Он говорил ровно, глядя в бумаги.
— Я это к тому, что если Попечительство к тому времени не научится работать при вашем двухчасовом участии в день, оно сломается. Не от врагов. От вашего расписания.
Миша посмотрел на него.
— Викентий Павлович, вы это когда придумали?
— В сентябре, — сказал Ольхин. — Тогда же, когда писал положение. Я подумал, что покровитель — не единственное, что может перемениться.
* * *
В среду он пришёл к Николаю.
Это была первая среда после погребения, и он чуть не отменил, и не отменил только потому, что обещал в поезде.
Ждать пришлось час сорок.
Приёмная была полна, и в ней сидели люди, которых Миша знал в лицо и которые все до одного были старше его втрое. На него посмотрели с той особенной вежливостью, за которой стоит вопрос, зачем тут мальчик.
Николай принял его в четвёртом часу и выглядел так, будто не спал двое суток.
— Мишка. Я тебя вызвал?
— Ты просил приходить по средам.
— Просил, — сказал он. — Господи. Это было в поезде?
— В поезде.
Николай потёр глаза.
— Садись. У меня двадцать минут, потом Гире.
Миша сел и положил на стол один лист.
— Что это?
— То, что я проверил.
— Что-нибудь важное?
— Нет, — сказал Миша. — Совсем неважное. В этом и дело.
На листе было три пункта.
Первый: по осеннему наряду в четыре уезда поставлено шестьдесят печей; на месте им проверено одиннадцать, из них девять топятся, одна не топится по вине кузнеца, одна не поставлена вовсе, потому что школа сгорела в августе, о чём в отчёте управы не значилось.
Второй: сельский санитарный запас проверен по описи в трёхстах двенадцати дворах из трёхсот сорока; в девятнадцати не сошёлся.
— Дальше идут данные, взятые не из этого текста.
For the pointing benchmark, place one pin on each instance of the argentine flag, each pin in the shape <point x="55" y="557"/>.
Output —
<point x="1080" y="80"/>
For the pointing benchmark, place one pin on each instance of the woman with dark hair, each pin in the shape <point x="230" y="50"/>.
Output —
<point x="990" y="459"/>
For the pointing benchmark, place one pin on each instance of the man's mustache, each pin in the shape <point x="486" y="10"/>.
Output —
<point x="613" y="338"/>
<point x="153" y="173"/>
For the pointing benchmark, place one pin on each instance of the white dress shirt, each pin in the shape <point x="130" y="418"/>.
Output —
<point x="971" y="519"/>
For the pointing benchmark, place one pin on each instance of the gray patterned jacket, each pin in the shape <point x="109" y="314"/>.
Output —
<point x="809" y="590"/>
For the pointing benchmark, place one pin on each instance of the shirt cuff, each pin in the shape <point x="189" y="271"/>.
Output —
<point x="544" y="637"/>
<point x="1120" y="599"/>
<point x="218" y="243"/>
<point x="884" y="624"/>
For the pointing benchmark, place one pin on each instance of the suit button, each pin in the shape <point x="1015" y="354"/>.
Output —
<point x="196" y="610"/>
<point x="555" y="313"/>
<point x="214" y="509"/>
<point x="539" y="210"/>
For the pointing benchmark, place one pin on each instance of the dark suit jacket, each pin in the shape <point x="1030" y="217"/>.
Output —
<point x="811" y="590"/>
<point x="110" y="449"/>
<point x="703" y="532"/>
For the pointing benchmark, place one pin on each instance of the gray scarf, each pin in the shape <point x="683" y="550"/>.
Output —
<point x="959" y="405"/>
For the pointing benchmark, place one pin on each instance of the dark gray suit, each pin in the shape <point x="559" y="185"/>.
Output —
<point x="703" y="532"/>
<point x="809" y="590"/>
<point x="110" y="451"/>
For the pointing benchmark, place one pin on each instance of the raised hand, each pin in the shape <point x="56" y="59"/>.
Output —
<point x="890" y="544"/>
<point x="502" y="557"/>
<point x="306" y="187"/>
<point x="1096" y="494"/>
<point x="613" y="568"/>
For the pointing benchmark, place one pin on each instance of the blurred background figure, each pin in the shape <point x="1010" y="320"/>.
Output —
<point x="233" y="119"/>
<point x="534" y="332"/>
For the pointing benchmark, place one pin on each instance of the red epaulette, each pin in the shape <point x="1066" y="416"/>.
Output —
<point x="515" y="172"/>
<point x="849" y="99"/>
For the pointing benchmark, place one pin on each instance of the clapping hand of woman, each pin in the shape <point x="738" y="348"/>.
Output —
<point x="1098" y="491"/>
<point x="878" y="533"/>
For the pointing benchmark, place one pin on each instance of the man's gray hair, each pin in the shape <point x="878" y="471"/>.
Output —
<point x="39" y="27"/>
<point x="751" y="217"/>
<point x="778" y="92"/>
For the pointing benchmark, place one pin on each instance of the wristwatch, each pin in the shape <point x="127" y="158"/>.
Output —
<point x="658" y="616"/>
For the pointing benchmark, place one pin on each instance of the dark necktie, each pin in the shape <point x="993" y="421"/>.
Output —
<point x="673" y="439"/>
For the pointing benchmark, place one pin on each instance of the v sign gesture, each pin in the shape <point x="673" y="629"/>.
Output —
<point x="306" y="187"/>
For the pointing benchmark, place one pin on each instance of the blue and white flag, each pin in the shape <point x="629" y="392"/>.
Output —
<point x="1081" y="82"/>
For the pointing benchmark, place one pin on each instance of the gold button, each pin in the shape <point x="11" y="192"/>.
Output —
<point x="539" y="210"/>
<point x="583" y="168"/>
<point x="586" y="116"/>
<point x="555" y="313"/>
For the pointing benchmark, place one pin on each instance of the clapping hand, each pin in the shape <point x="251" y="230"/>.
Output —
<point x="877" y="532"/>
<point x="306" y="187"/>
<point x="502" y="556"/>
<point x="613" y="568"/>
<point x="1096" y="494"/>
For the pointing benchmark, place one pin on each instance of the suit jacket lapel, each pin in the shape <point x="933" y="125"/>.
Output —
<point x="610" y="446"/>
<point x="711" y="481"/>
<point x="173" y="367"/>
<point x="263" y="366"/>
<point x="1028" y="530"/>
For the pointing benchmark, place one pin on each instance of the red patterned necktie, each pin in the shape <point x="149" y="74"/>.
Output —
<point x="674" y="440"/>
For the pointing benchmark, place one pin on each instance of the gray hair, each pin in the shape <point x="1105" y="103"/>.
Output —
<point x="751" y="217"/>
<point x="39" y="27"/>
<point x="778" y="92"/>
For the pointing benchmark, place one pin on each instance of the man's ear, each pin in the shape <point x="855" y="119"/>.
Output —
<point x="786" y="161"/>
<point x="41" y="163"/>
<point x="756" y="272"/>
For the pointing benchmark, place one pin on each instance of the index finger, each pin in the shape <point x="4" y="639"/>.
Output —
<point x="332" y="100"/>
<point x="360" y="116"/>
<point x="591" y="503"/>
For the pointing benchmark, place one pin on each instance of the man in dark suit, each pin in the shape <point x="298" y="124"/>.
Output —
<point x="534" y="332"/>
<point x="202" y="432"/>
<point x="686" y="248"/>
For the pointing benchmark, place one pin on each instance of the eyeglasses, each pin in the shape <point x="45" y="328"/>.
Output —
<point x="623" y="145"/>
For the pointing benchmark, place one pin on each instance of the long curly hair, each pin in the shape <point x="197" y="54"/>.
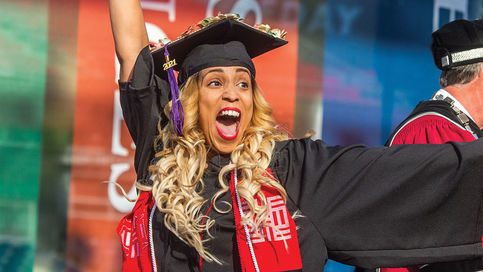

Третий: по бумагам Лебедянской управы в уезде числится сорок одна школа с горячим столом. Он был в трёх, выбранных наугад. В двух стол есть. В третьей его нет с сентября, и учительница об этом писала дважды, и оба письма лежат в управе.
Николай читал молча.
— И зачем ты мне это принёс?
— Затем, что тебе через полгода принесут отчёт по народному продовольствию за девяносто четвёртый год, — сказал Миша. — Он будет на сто страниц, и в нём всё сойдётся. И ты его подпишешь.
Он показал на третий пункт.
— А это одна школа из сорока одной, в одном уезде. Я её нашёл потому, что поехал наугад и не предупредил.
Николай отложил лист.
— То есть ты мне принёс не дело, а пример.
— Да.
— Чтобы я знал, как выглядит разница между бумагой и тем, что есть.
— Да.
Николай посмотрел на дверь, за которой сидел Гире и ещё человек двенадцать.
— Мишка, — сказал он. — Мне сегодня доложили о положении в четырёх губерниях, о займе, о персидской границе и о том, что в Петербурге дорожает мясо. И всё это было в бумагах, и всё сходилось.